The LR model including all the variables demonstrated an acceptable predictive ability on both the training and test datasets for predicting one-year postoperative mortality (AUC = 0.74 and 0.74 respectively) (Figure 2, Table 2). When including only the top ten most important variables, the model still achieved an acceptable predictive ability on both the training and test datasets (AUC = 0.73 and 0.74 respectively) (Figure 3, Table 2)
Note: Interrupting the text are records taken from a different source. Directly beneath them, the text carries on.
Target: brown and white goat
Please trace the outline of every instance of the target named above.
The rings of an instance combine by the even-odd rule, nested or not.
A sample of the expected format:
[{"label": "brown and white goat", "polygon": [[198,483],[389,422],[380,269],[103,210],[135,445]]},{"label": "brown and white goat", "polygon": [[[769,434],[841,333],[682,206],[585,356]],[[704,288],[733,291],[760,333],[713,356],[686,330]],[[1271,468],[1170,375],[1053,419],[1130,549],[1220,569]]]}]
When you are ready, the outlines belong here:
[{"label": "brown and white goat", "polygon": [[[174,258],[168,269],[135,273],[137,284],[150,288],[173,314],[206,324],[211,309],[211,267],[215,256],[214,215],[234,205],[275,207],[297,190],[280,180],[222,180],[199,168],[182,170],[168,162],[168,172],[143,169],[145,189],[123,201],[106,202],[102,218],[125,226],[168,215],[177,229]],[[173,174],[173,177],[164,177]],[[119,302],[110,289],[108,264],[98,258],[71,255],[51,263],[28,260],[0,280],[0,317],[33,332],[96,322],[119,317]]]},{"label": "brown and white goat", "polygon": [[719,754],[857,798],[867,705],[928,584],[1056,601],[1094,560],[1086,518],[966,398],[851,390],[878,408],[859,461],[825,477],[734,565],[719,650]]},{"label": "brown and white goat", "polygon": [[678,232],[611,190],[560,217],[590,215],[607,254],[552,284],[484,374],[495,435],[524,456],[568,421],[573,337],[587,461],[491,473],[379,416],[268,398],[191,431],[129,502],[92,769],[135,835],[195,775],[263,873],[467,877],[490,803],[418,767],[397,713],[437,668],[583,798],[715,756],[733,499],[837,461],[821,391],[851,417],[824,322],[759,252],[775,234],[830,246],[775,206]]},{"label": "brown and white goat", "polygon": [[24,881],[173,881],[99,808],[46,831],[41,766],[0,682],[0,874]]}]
3.3. Comparison of LR with the Selected Machine Learning Algorithms

In our dataset, the LR model showed superiority over the commonly used NB, SVM, and RF algorithms. In general, the three compared algorithms presented lower AUC, sensitivity, or specificity for both the training and test datasets (Table 2) and tended to over-predict the mortality overall as shown in Figure 4, where their calibration curves are all below the diagonal. The over-prediction was more prominent for NB and SVM algorithms, which significantly over-predicted mortality in the middle and upper end of the calibration curve (Figure 4). In contrast, LR only over-predicted mortality when the predicted probability of mortality was larger than 0.7 (Figure 4).

4. Discussion

A key benefit of precision medicine is the ability to predict the risk of mortality and determine when the marginal benefit of additional interventions is negligible. Prediction models have an important role to play, and as the models increase in sophistication the goal may be shifted from precision medicine tailored to cohorts to personalized medicine adapted for individuals. To date, this is the largest study investigating the performance of machine learning models in predicting 1-year postoperative mortality after hip fracture surgery beyond the admission/early 30-day mortality. We found that out of the tested algorithms, LR performed significantly better than the alternatives. While all others tended to overpredict mortality, the LR models only did so in higher risk patients. From a clinical perspective, this is not completely undesirable, as it efficiently flags high-risk patients in a population that is already at an elevated risk of mortality [1,3,34,35]. The LR model itself demonstrated an acceptable predictive ability, with an AUC of 0.74 in the test dataset using all variables and the top ten most important predictive variables [33].

As the name implies, NB assumes that the included features are conditionally independent; however, this is rarely the case in real datasets even if they can come close [36]. LR, on the other hand, splits the feature space linearly and is able to handle a certain degree of multicollinearity, particularly with the help of regularization [37]. NB has also been demonstrated to perform better on smaller datasets, while LR tends to gain the advantage as the training size increases [10,36]. This dataset is relatively large, and a degree of collinearity is undoubtedly present; the type of surgery selected for a hip fracture is in part dictated by the type of fracture and a patient’s age affects which comorbidities are present [38,39]. This, in combination with NB tending to have a higher bias than LR [10,36], likely all contributed to the LR models superior performance. This is important to note as large amounts of correlated data is the standard, rather than the exception, when working with data collected in the medical setting [40].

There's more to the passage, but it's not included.